Lors de son discours sur l’État de l’Union, mercredi 10 septembre, la présidente de la Commission européenne, Ursula von der Leyen, n’a laissé aucune place au doute sur la reconnaissance du nucléaire, au même titre que les renouvelables, dans la politique énergétique de l’UE.
« Nous devons produire davantage d’énergies renouvelables locales, avec le nucléaire comme source de base ('baseload') », a-t-elle déclaré face aux eurodéputés dans l'hémicycle du Parlement européen, à Strasbourg.
Un changement de ton par rapport à son dernier discours sur l’état de l’Union de 2023 qui ne faisait référence qu’aux énergies propres ou renouvelables. Cette déclaration s’inscrit dans le changement d’orientation progressif amorcé par la Commission depuis la crise énergétique de 2022.
Dans la lignée du nouvel axe franco-allemand. La prise de position a été saluée par les défenseurs de l'atome, à commencer par la France. « Il y a un an, le nucléaire était encore banni de la politique énergétique européenne. Aujourd'hui, il est dans le discours sur l'état de l'Union », s'est félicitée une source de l'entourage du ministre français sortant de l'Industrie et de l'Énergie, Marc Ferracci.
Ce « changement en profondeur » qu'applaudit Paris s'illustre sur la scène politique européenne par le soutien nouvellement acquis de l’Allemagne dirigée par le chancelier, Friedrich Merz. Ainsi, les conclusions du Conseil des ministres franco-allemand, le 29 août dernier, reconnaissent notamment « la non-discrimination entre toutes les technologies énergétiques neutres et à faible intensité carbone (…) (EUROPE 13698/8) ».
Emmanuel Brutin, directeur général de NuclearEurope, l'association professionnelle représentant l'industrie nucléaire européenne, espère toutefois que les politiques à venir « refléteront cette approche et soutiendront les investissements importants prévus par l'industrie ».
Les propos de la présidente de la Commission interviennent alors que la Cour de justice de l’UE vient d’autoriser l’inclusion de certaines activités dans le domaine du nucléaire et du gaz fossile dans le règlement sur la taxonomie, qui définit ce qui est considéré comme une activité verte ou durable (voir autre nouvelle).
Critiques sur l'accord commercial avec les États-Unis. Au-delà des enjeux sur le plan technologique, plusieurs interlocuteurs ont souligné une incohérence dans le discours de Mme Von der Leyen, entre la volonté d'indépendance énergétique et de baisse des prix de l'énergie d'une part, et l'accord commercial scellé le 27 juillet dernier avec l'administration Trump d'autre part.
Des eurodéputés dans l’hémicycle, comme les présidents des groupes des socialistes et démocrates, Iratxe García Pérez (espagnole), et des Verts/ALE, Bas Eickhout (allemand), ont ainsi critiqué le volet énergétique « fou » de l’accord commercial. Celui-ci comprend un engagement de l’UE à importer 750 milliards de dollars d'énergie américaine sur trois ans.

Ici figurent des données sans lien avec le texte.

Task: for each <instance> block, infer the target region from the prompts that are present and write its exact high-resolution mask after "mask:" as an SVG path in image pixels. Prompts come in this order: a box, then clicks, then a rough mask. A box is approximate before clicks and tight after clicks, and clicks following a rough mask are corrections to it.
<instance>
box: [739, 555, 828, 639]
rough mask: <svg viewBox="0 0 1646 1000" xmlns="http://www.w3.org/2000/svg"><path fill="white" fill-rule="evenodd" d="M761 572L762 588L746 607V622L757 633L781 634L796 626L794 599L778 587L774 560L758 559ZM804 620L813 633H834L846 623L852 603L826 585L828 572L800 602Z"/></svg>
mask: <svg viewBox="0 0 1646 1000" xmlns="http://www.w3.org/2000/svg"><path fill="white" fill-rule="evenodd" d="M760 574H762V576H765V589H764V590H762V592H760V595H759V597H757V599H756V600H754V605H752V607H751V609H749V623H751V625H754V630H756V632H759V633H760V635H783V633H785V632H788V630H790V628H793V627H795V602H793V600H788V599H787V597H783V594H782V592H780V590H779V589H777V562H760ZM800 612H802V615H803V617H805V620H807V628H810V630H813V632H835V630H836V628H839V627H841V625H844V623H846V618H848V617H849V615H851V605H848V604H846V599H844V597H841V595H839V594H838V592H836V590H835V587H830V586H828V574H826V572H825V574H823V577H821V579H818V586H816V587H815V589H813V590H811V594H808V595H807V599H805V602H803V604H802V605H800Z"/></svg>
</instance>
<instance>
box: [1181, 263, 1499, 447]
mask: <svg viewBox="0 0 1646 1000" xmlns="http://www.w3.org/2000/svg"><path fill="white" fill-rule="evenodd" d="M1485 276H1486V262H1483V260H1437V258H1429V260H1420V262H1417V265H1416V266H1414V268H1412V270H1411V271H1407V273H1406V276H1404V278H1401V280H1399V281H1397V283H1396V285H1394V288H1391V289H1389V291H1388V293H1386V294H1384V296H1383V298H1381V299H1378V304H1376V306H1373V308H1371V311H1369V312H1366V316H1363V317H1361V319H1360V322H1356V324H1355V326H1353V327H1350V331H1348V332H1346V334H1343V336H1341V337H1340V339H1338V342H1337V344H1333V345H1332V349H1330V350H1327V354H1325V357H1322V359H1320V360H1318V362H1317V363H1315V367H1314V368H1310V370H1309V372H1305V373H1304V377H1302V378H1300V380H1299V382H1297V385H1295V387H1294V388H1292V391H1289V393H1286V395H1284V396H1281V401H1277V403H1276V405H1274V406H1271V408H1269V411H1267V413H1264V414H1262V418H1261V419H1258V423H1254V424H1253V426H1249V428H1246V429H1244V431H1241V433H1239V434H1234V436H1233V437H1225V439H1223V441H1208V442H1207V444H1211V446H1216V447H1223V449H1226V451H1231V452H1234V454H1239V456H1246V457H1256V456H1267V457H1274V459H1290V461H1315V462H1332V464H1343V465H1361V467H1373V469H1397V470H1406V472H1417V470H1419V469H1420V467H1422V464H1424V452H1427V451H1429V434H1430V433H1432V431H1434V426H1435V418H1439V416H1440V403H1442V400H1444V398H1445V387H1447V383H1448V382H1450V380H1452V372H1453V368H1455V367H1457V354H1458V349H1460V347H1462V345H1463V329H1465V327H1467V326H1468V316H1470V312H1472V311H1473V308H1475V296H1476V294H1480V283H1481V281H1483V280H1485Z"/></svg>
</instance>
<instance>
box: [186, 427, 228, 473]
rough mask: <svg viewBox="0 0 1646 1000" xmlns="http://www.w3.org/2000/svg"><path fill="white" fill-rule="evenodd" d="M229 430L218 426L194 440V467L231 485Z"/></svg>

« L'énergie américaine est plus polluante que ce que nous avons connu jusqu'à présent et vous voulez l’utiliser pour remplacer le gaz naturel liquéfié russe, qui ne représente pour l'instant que 10 milliards d’euros d’importations par an. Ces chiffres ne concordent pas », a critiqué M. Eickhout.
Nouvelle initiative en faveur des infrastructures de réseau. Parmi les nouveautés annoncées, Mme von der Leyen a dévoilé une nouvelle initiative intitulée 'Autoroutes de l’énergie' visant à « supprimer les goulets d’étranglement » qui entravent le développement des infrastructures de réseau de l’UE.
La Commission a ainsi recensé huit zones critiques « du détroit d’Øresund au canal de Sicile », lorsque l’infrastructure du réseau électrique n'est pas en mesure de transporter efficacement l'énergie en raison de limites de capacité de transport ou encore de vieillissement des infrastructures.
Elle fait notamment mention de la nécessité d'améliorer les interconnections électriques dans la Transpyrénéenne entre la France et l'Espagne, pour mieux intégrer la péninsule ibérique à l'Europe continentale, après la panne massive survenue en avril dernier (EUROPE 13645/7).
L'initiative de la Commission s’ajoute au paquet 'réseaux' attendu d’ici la fin de l’année, visant à moderniser les infrastructures énergétiques européennes afin de soutenir les énergies renouvelables, l'électrification et la transformation industrielle.